Starting an academic career is difficult, and this for everybody. First getting the position: it is scarce, there is fierce competition, then along the life-time process, it is highly demanding and what is expected is essentially excellence in teaching, research, management etc.
No need to repeat what has been demonstrated about women in academia: it is most of the time a hurdle to face motherhood, dual careers and/or unconscious bias. And this is particularly true in certain countries like Switzerland, for example. Nevertheless, there are, there and elsewhere, perfect illustrations of very successful and inspiring women in academia. And the number seems to be increasing.

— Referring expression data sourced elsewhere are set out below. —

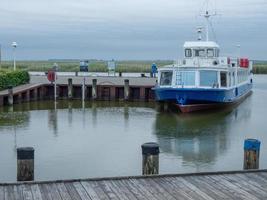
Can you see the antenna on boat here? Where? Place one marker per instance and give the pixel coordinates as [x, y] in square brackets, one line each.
[207, 15]
[199, 32]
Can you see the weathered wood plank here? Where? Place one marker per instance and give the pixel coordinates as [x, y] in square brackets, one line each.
[17, 193]
[63, 191]
[44, 189]
[123, 187]
[36, 193]
[107, 189]
[217, 185]
[233, 188]
[207, 188]
[133, 189]
[122, 191]
[251, 186]
[149, 187]
[191, 188]
[246, 185]
[161, 190]
[9, 194]
[90, 191]
[173, 189]
[145, 192]
[26, 192]
[54, 192]
[81, 191]
[72, 191]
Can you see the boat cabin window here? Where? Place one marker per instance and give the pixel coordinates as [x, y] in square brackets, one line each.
[166, 78]
[208, 78]
[185, 78]
[188, 53]
[200, 53]
[223, 76]
[210, 52]
[217, 52]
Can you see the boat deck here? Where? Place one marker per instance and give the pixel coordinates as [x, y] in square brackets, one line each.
[249, 185]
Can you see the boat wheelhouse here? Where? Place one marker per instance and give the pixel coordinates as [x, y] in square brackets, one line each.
[204, 78]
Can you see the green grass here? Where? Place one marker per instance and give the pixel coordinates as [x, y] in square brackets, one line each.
[95, 66]
[259, 67]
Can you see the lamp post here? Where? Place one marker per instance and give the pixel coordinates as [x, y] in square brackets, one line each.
[14, 45]
[238, 50]
[55, 68]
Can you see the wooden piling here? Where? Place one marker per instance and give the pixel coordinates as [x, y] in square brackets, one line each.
[94, 88]
[251, 154]
[25, 164]
[27, 96]
[150, 163]
[35, 94]
[70, 88]
[126, 89]
[10, 95]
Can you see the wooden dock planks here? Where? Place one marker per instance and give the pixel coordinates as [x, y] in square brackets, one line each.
[249, 185]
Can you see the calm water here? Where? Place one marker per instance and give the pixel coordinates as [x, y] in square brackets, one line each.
[104, 138]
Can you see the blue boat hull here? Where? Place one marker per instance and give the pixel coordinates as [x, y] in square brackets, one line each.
[187, 96]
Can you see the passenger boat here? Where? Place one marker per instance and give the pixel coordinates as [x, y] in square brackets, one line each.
[203, 79]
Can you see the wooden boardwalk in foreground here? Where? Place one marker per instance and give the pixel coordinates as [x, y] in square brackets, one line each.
[204, 186]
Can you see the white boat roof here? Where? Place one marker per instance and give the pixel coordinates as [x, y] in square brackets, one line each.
[191, 44]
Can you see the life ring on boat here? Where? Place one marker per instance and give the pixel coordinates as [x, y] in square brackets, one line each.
[215, 62]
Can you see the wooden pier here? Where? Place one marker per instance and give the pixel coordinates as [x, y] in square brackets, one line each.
[251, 185]
[71, 87]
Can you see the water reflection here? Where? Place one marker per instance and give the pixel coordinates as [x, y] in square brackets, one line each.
[53, 120]
[201, 137]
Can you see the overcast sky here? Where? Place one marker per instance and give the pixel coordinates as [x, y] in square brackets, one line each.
[127, 29]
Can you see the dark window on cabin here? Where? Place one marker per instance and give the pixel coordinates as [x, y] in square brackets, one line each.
[200, 53]
[223, 79]
[217, 52]
[188, 53]
[166, 78]
[210, 52]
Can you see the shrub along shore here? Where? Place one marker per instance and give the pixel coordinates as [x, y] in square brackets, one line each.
[259, 67]
[13, 78]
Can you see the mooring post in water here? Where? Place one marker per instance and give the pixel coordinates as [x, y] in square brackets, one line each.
[150, 164]
[94, 88]
[126, 89]
[35, 94]
[70, 88]
[10, 95]
[83, 89]
[251, 153]
[25, 164]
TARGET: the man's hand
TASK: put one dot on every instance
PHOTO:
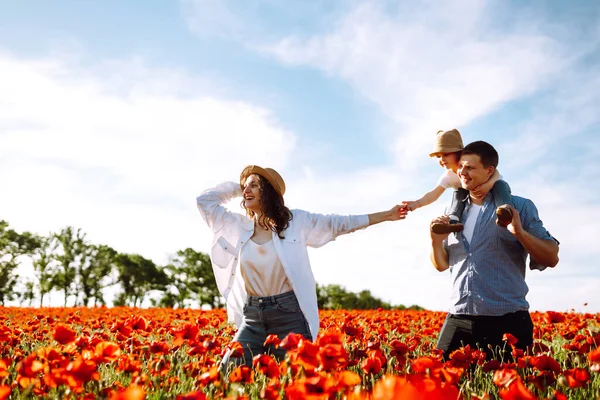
(411, 205)
(397, 212)
(515, 226)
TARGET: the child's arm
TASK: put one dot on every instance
(483, 189)
(427, 199)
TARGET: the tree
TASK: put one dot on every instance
(92, 276)
(191, 278)
(137, 276)
(12, 245)
(71, 257)
(43, 265)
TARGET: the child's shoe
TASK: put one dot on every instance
(504, 216)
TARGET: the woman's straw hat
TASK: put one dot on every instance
(269, 174)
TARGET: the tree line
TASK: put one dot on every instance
(68, 263)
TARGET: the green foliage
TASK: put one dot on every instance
(12, 246)
(191, 277)
(67, 262)
(137, 276)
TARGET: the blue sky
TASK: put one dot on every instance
(115, 115)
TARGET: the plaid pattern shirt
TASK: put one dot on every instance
(488, 274)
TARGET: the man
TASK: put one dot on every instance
(487, 262)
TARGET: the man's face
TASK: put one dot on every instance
(471, 171)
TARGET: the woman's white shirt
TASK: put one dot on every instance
(232, 231)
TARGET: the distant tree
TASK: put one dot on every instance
(137, 276)
(12, 246)
(71, 254)
(42, 258)
(94, 274)
(191, 278)
(336, 297)
(28, 294)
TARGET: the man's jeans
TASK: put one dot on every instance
(272, 315)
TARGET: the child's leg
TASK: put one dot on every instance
(458, 205)
(454, 212)
(502, 194)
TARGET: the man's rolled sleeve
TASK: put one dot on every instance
(533, 224)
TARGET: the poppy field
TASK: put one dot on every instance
(133, 353)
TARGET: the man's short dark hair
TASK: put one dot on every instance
(486, 152)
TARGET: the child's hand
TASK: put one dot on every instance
(479, 192)
(411, 205)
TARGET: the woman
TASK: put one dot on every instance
(261, 261)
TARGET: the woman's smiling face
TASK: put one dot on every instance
(251, 193)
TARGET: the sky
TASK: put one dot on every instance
(115, 115)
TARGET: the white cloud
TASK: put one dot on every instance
(121, 150)
(432, 66)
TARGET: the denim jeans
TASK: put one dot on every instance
(500, 191)
(278, 315)
(484, 332)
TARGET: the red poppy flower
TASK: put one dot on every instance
(241, 374)
(63, 334)
(577, 377)
(4, 392)
(553, 317)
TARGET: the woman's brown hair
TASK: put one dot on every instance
(275, 215)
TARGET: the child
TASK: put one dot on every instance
(447, 149)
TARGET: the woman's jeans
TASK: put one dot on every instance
(263, 316)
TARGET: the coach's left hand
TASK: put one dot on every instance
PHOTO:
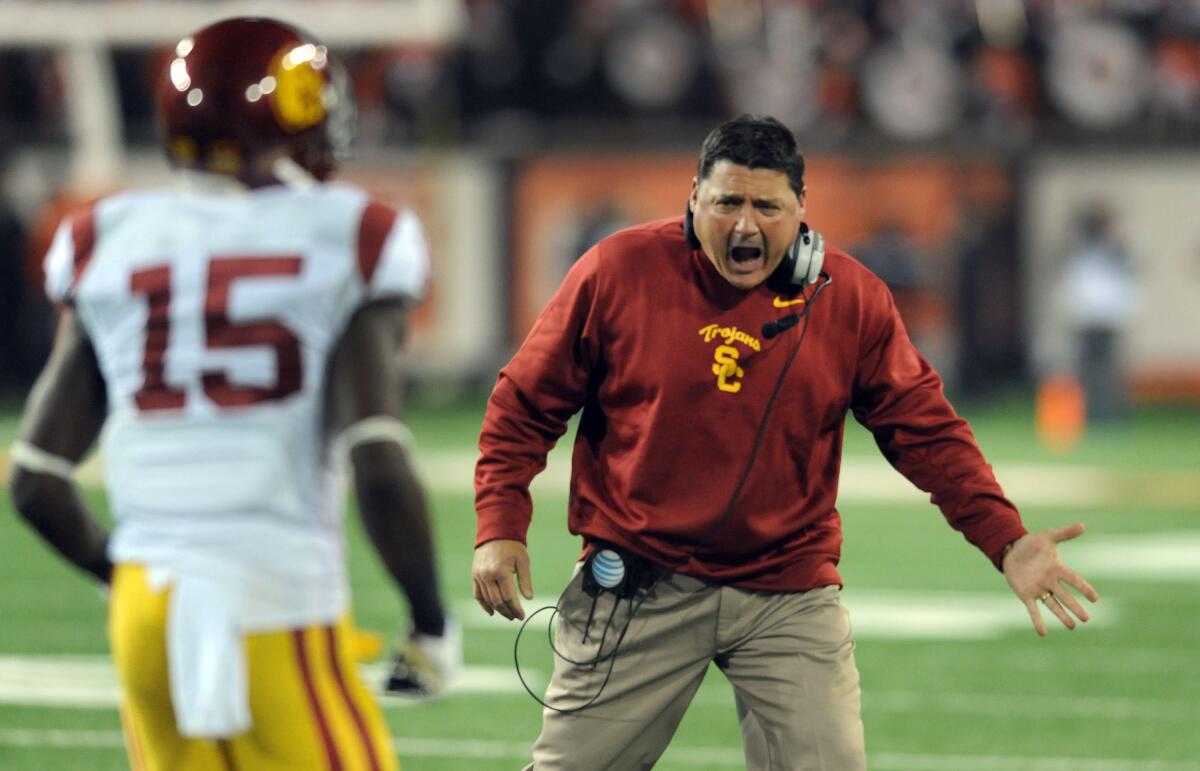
(1037, 574)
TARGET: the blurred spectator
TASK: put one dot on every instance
(1098, 298)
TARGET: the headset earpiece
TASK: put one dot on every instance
(804, 258)
(689, 228)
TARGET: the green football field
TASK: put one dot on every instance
(954, 679)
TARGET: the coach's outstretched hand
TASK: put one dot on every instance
(495, 565)
(1037, 574)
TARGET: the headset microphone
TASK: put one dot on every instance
(780, 324)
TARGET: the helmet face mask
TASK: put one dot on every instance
(243, 94)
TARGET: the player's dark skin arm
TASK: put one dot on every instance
(365, 382)
(63, 417)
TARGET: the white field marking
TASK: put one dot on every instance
(905, 761)
(695, 757)
(89, 681)
(1162, 556)
(1008, 706)
(875, 615)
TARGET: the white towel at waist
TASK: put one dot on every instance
(207, 658)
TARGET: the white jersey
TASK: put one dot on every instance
(214, 317)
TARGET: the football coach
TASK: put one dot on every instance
(714, 357)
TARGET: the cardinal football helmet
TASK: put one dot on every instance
(243, 95)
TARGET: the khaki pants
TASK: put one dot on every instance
(789, 656)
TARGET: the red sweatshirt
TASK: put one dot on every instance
(672, 371)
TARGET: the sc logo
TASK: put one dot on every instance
(729, 374)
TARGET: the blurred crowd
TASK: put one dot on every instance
(989, 73)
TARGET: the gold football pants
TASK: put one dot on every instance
(310, 709)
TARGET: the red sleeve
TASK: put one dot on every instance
(535, 395)
(899, 398)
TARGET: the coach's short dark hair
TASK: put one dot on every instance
(754, 142)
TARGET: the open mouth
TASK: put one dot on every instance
(745, 258)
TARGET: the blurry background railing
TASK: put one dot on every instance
(964, 149)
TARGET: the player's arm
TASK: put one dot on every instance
(365, 414)
(63, 418)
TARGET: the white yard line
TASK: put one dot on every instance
(89, 682)
(695, 757)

Also, no need to repeat that role models are extremely important. If I had not attended several workshops and networking events encouraging women to continue their career, would I be where I am today? –I like to think yes, but who knows, and there is so much to do, still-.
Learning from others’ experiences is invaluable. In this specific discussion about women in STEM, it is first very important to know that there is a gender bias – we all do-, that there is no reason for it to be, that there are ways to solve this issue, slowly, but also that there are many alternatives. In this particular book, several women professors who have or have had positions at ETH Zürich, Switzerland, are sharing their journey from childhood to their current status, focusing mostly on the career, but not only. It is a mix of personal and professional values, a mix that is so typical in academia.
Even though there is, at the end of the book, after the interviews, a summary and a global picture of what can be drawn from those discussions, I was particularly taken aback by the fact that so many clearly described their path as “unusual”, “chaotic path”, “unorthodox path”, “a less direct route”, “not carefully planned trajectory”, “not straight career path”, “unconventional path”, “very untraditional”, “a little random”.
Is there actually any usual, conventional, traditional path? I remember from other professors (not necessarily women) that it was also not very linear or planned.
One narrative I particularly related to is from the Argentinian professor who followed the French curriculum with 2 years in classe préparatoire where you are told (everybody who is studying is told) you have to compete, that you are not very good, but that you are the elite of the nation. And then moving to a top engineering school in Paris. But mostly I related to her love of doing experiments and her comments on: “you have to keep trying”, “It is important not to accept that all common beliefs are a given, you should try your own ideas” and “don’t listen, […] find for yourself”.
It is very inspiring and informative to know all the potential paths that can lead to a similar future, at any stage of a career, even if you have to apply to a full tenure position right after your PhD!